On the timing element, it comes on the heels of Charlie Stross’s blog post last week suggesting that abandoning DRM might be the next logical move for the publishers if the DOJ disassembles the agency model. Stross’s timing was excellent, as he explains in a new post yesterday:
I was only just ahead of the curve: people at executive level inside Macmillan were already asking whether dropping DRM would be a good move. Last week they asked me to explain, in detail, just why I thought abandoning DRM on ebooks was a sensible strategy for a publisher.
It should be made clear, as Stross does, that he is “not responsible for Macmillan’s change of policy,” however he’s become the de facto cheerleader for the death of DRM among the Big Six publishers thanks to his post last week and his meeting with Macmillan this week.
On the who’s doing it side, you’ll note in Stross’s quotes he doesn’t say “Tor,” he doesn’t say “Tom Doherty,” he says “Macmillan.” That’s because Tor, on the other hand, was sold to St. Martin’s Press in 1986. St. Martin’s became part of the Holtzbrinck Group, and the Holtzbrinck Group is better known as Macmillan. One of the Big Six. The same Macmillan who is willing to fight the DOJ rather than settle. They’re becoming the rebel publisher, and that’s kinda awesome.
So while it’s true that Baen has long been DRM-free, this is the first experiment by a Big Six imprint to step away from DRM and see what happens. This doesn’t mean that they’re giving in to the pirates. John Scalzi, a Tor author among his other credits, contacted the company and says on his blog that there is no intention on behalf of Tor or Macmillan to step down enforcement of copyright.
Oh, and Scalzi? He’s against DRM, too. In fact, he sums it all up perfectly. Because he’s Scalzi:
Does this mean it’s easier for someone to violate my copyright? It does. But most people don’t want to violate my copyright. Most people just want to own their damn books. Now they will. I support that.
Scalzi’s books that are going DRM free, and he’s damn proud of that fact, announcing his next book will be DRM free from the day of release. This gives the Tor move a clear champion within SFWA, one who will hopefully have some influence calming writers who may be concerned that dropping DRM is akin to surrendering to pirates.
That isn’t the extent of what I meant by who is affected. Tor publishes science fiction. Science fiction readers tend to be more technologically savvy. So by using Tor as the publishing arm to experiment with dropping DRM, Macmillan has chosen not only the SFWA president but also a readership base that is more likely to appreciate the move. Alright, that’s horribly generalist of me, I’ve met savvy consumers of any genre, I’ve met technophobic SF nuts, but I do find it interesting that it is a speculative fiction imprint getting the green light to go DRM-free.
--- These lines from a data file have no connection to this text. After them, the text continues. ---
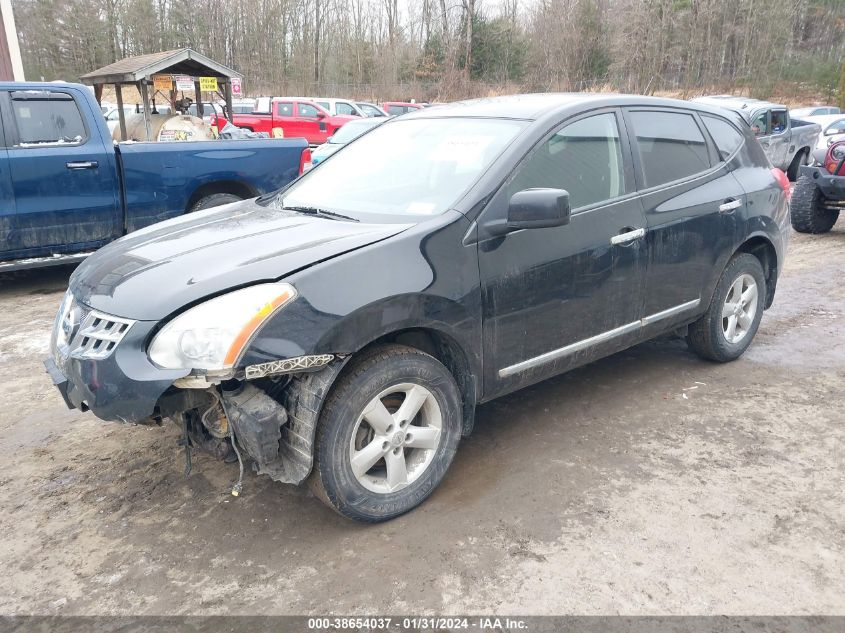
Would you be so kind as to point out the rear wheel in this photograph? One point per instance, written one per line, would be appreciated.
(214, 200)
(387, 434)
(731, 321)
(808, 212)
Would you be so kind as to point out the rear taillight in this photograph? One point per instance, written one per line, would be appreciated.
(783, 181)
(305, 161)
(835, 158)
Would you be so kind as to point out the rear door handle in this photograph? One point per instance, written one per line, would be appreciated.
(729, 206)
(82, 164)
(630, 236)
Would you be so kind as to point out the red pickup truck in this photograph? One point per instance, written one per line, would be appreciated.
(298, 118)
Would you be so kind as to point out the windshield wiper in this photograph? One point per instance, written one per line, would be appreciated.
(323, 213)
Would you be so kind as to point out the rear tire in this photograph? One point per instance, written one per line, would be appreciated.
(807, 210)
(731, 321)
(386, 435)
(214, 200)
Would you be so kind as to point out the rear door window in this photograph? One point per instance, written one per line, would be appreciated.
(584, 158)
(671, 146)
(307, 110)
(726, 137)
(47, 118)
(345, 108)
(760, 124)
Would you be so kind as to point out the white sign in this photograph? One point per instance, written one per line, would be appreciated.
(184, 82)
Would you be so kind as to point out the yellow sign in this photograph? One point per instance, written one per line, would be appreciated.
(208, 84)
(162, 82)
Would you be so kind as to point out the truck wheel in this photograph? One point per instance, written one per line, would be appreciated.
(214, 200)
(801, 158)
(807, 210)
(386, 435)
(730, 323)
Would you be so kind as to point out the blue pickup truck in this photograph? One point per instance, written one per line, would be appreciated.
(67, 189)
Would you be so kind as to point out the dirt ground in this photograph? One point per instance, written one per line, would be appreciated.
(648, 483)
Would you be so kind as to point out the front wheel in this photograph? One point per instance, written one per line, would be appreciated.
(807, 209)
(387, 434)
(731, 321)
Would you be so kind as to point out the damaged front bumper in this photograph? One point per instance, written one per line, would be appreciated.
(119, 384)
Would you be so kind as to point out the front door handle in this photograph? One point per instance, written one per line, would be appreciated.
(729, 206)
(82, 164)
(629, 236)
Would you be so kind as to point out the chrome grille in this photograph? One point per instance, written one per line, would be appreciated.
(98, 335)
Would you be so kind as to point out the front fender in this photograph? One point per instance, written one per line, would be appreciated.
(422, 278)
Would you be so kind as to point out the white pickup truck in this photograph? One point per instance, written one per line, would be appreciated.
(786, 141)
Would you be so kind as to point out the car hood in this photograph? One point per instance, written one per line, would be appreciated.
(154, 272)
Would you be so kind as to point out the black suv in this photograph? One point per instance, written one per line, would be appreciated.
(343, 329)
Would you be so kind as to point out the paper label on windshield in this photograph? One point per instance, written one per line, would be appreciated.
(465, 150)
(421, 208)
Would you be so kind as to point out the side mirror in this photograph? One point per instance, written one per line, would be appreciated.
(538, 209)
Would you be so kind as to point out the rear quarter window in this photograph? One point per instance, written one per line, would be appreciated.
(50, 118)
(671, 146)
(726, 137)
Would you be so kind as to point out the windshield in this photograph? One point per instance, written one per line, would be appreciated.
(411, 167)
(351, 131)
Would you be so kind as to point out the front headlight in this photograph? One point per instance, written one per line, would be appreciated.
(212, 335)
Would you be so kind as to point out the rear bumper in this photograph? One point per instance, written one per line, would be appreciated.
(124, 387)
(831, 186)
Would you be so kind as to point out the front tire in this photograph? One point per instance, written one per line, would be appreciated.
(731, 321)
(387, 434)
(807, 211)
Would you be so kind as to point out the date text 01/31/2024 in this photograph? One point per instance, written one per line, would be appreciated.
(415, 623)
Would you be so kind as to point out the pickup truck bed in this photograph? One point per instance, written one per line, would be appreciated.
(786, 141)
(67, 189)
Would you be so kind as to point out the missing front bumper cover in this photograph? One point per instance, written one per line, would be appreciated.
(288, 366)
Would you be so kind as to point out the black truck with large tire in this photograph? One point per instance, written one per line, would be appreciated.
(819, 194)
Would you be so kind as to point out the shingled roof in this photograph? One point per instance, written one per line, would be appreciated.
(181, 61)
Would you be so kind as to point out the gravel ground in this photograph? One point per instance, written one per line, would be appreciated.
(647, 483)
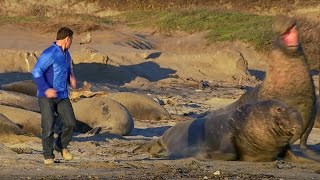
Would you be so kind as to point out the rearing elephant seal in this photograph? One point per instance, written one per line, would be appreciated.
(287, 78)
(255, 132)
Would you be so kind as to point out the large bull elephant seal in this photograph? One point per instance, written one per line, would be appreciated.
(27, 87)
(19, 100)
(106, 114)
(255, 132)
(140, 106)
(287, 78)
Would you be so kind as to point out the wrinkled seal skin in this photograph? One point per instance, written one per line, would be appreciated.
(8, 127)
(255, 132)
(103, 115)
(287, 79)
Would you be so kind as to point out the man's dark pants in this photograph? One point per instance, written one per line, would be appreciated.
(63, 108)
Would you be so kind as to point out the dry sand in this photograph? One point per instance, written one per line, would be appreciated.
(109, 156)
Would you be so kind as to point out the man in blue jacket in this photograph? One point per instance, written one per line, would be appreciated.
(52, 73)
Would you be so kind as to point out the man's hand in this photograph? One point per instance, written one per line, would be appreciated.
(73, 82)
(51, 93)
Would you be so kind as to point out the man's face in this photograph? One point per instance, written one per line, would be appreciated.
(291, 38)
(68, 42)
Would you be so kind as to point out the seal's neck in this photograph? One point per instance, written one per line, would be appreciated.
(287, 70)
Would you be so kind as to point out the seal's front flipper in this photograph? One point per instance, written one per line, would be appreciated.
(299, 158)
(9, 127)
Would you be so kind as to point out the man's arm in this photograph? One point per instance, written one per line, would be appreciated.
(43, 63)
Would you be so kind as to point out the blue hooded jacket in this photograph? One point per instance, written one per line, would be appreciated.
(53, 70)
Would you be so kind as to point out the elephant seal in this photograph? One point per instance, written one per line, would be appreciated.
(104, 115)
(140, 106)
(8, 127)
(254, 132)
(287, 78)
(27, 87)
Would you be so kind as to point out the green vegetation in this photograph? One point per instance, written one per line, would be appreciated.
(21, 19)
(222, 26)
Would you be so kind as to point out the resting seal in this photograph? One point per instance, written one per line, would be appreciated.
(255, 132)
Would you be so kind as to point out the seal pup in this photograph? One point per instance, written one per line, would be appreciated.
(104, 115)
(254, 132)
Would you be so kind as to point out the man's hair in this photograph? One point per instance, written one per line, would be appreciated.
(64, 32)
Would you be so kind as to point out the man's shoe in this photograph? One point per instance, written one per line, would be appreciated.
(48, 161)
(57, 148)
(66, 155)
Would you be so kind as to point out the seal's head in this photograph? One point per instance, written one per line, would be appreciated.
(287, 35)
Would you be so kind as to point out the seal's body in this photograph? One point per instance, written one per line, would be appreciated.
(255, 132)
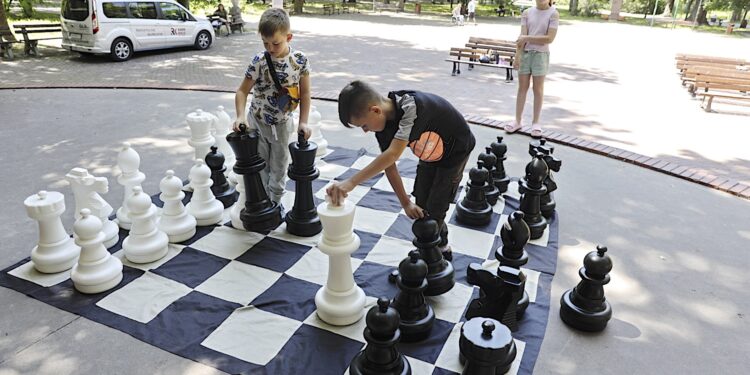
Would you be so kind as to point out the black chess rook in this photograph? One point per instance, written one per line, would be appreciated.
(303, 219)
(585, 307)
(223, 191)
(260, 213)
(417, 317)
(380, 356)
(486, 347)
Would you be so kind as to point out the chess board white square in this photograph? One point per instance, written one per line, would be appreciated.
(237, 336)
(353, 331)
(144, 298)
(532, 277)
(172, 251)
(450, 305)
(226, 242)
(239, 282)
(389, 251)
(469, 241)
(313, 267)
(27, 272)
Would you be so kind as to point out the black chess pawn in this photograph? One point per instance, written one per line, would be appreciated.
(486, 347)
(417, 316)
(585, 307)
(303, 219)
(491, 192)
(223, 191)
(532, 188)
(499, 178)
(380, 356)
(440, 273)
(260, 213)
(498, 294)
(514, 235)
(474, 208)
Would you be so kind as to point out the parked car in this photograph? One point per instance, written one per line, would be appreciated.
(120, 28)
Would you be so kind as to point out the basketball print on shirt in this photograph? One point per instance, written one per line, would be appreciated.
(429, 146)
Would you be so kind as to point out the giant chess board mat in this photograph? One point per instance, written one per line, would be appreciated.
(243, 302)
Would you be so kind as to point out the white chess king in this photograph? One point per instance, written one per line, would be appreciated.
(340, 302)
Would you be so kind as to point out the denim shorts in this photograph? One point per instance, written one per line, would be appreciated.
(534, 63)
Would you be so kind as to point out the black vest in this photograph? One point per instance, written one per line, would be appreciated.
(440, 136)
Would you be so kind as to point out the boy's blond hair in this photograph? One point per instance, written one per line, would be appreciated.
(272, 21)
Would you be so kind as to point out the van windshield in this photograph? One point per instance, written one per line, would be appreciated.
(76, 10)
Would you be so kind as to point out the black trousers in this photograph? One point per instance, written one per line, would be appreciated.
(435, 188)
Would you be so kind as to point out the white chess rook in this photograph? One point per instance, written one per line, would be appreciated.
(146, 242)
(200, 132)
(340, 302)
(97, 270)
(55, 251)
(175, 221)
(236, 209)
(128, 161)
(86, 189)
(203, 205)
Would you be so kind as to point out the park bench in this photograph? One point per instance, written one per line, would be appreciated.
(499, 53)
(734, 88)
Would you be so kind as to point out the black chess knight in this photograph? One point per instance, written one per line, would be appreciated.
(260, 213)
(303, 219)
(585, 307)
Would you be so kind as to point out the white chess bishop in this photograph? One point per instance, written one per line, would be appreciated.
(203, 205)
(97, 270)
(55, 251)
(86, 189)
(146, 243)
(128, 161)
(175, 221)
(340, 302)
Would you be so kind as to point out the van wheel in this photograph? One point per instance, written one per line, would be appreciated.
(203, 40)
(121, 49)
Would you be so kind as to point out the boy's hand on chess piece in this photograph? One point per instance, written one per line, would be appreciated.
(339, 191)
(413, 211)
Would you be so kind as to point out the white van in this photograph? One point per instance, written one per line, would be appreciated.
(119, 28)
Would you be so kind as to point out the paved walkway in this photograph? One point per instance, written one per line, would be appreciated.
(611, 84)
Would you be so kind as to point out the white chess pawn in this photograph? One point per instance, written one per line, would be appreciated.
(222, 127)
(200, 132)
(340, 302)
(203, 205)
(145, 243)
(55, 251)
(236, 209)
(128, 161)
(175, 220)
(86, 189)
(313, 122)
(97, 270)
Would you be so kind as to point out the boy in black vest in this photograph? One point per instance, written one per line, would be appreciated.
(426, 123)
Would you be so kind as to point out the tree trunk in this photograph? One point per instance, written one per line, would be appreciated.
(614, 13)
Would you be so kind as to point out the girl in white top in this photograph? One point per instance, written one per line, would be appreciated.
(538, 30)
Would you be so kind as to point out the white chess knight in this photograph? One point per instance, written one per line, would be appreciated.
(97, 270)
(340, 302)
(175, 221)
(55, 251)
(86, 189)
(146, 243)
(236, 209)
(200, 132)
(128, 161)
(222, 127)
(203, 205)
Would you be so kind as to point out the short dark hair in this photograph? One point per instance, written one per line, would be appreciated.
(273, 20)
(354, 99)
I’ve looked for some dissenting opinions about this move. I started with two blogs that I’m nearly guaranteed to disagree with, but both have come out as staunchly anti-DRM in the past. This is actually one of those moves that both sides of the publishers vs Amazon fight agree on, the only disagreement will likely come as to predicting the potential damage to Amazon. Even in comments threads, the only negatives I can find are variations of “Baen did this first” and general complaints about the price of eBooks, which happen any time eBooks are mentioned. I’m enthused by the widely positive response, and hope this starts a trend in publishing.
Correction: An earlier version of this post incorrectly identified Baen as being fully independent of the Big Six.